During the chaos of the first week of NFL free agency, the San Francisco 49ers and Indianapolis Colts made and unexpected trade: Interior defensive lineman DeForest Buckner headed to Indy in return for the 13th overall pick in the 2020 NFL Draft.

Indianapolis then extended Buckner with a four-year, $84 million deal, making him the second-highest-paid interior defensive lineman behind only Aaron Donald. Buckner is earning $21 million APY while Donald sits at $22.5 million APY, with Fletcher Cox in third at $17.1 million APY.

Before the trade, the Colts were assumed to be targeting with the No. 13 pick one of the top wide receivers in this loaded draft class — CeeDee Lamb, Jerry Jeudy and Henry Ruggs III — or one of the top interior defensive line prospects like Javon Kinlaw. A top talent on a rookie deal would have made a ton of sense. Instead, they appear to believe Buckner is one of the final pieces to their Super Bowl puzzle.

While we at PFF love the Colts signing Philip Rivers, we have to respectfully disagree with this move. The compensation of the trade, in our opinion, was a bit out of Indy’s favor, and the fact that Buckner was immediately extended to nearly the same price as Donald is pretty astonishing.

Indianapolis has a glaring need at wide receiver, and the aforementioned trio is far above the rest of the group based on projections by the PFF Research and Development team and traditional scouting as shown in the PFF Draft Guide. In the latest analytics mock by PFF's George Chahrouri and Eric Eager, which takes into account positional value and PFF's college-to-pro projections, Ruggs, Jeudy and Lamb were all off the board by pick 11. The three are ranked among the 10 best prospects in the entire draft per the PFF Big Board. The fourth-best WR, Laviska Shenault Jr., and fifth-best, Tee Higgens, rank 17th and 24th, respectively.

Essentially, Indy is missing out on generational prospects at a valuable position to pay a (quality) defensive lineman at full freight.

As noted by PFF's Eager this week, interior defensive linemen don’t provide the value edge defenders do, and coverage players are still far more valuable than any defensive lineman.
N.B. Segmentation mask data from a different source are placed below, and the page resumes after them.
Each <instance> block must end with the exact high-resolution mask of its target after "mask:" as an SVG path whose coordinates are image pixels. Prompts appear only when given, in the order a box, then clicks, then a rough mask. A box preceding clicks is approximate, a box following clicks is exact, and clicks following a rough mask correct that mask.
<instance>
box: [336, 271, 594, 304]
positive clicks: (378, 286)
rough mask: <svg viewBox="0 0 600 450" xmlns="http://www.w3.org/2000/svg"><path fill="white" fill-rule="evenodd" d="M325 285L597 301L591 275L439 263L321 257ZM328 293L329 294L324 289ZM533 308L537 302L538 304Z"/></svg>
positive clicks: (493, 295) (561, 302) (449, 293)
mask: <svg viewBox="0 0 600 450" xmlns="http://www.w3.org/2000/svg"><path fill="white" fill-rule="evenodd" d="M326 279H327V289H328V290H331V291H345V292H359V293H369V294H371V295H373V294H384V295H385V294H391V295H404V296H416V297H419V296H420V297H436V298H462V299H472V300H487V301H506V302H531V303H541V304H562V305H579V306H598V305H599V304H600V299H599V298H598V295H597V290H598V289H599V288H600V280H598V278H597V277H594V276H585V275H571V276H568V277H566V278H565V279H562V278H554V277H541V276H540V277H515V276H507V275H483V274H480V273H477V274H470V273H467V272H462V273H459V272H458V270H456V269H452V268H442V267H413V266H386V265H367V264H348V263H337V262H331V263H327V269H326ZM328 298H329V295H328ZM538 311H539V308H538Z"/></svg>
The difference in value between a cornerback and an interior defensive lineman is pretty massive. I included wide receiver here to show how much more important it is to have a good wide receiver compared to a good, not elite, interior player like Buckner. This is partly why Indianapolis will be regretting the move for Buckner down the road.

Buckner has been a good player over the course of his four-year career with the ‘Niners. He owns PFF grade ranks of 31st, 17th, 25th and ninth and has been an above-average player against the run and getting after the quarterback in the pass-rush. Key words being “above average.”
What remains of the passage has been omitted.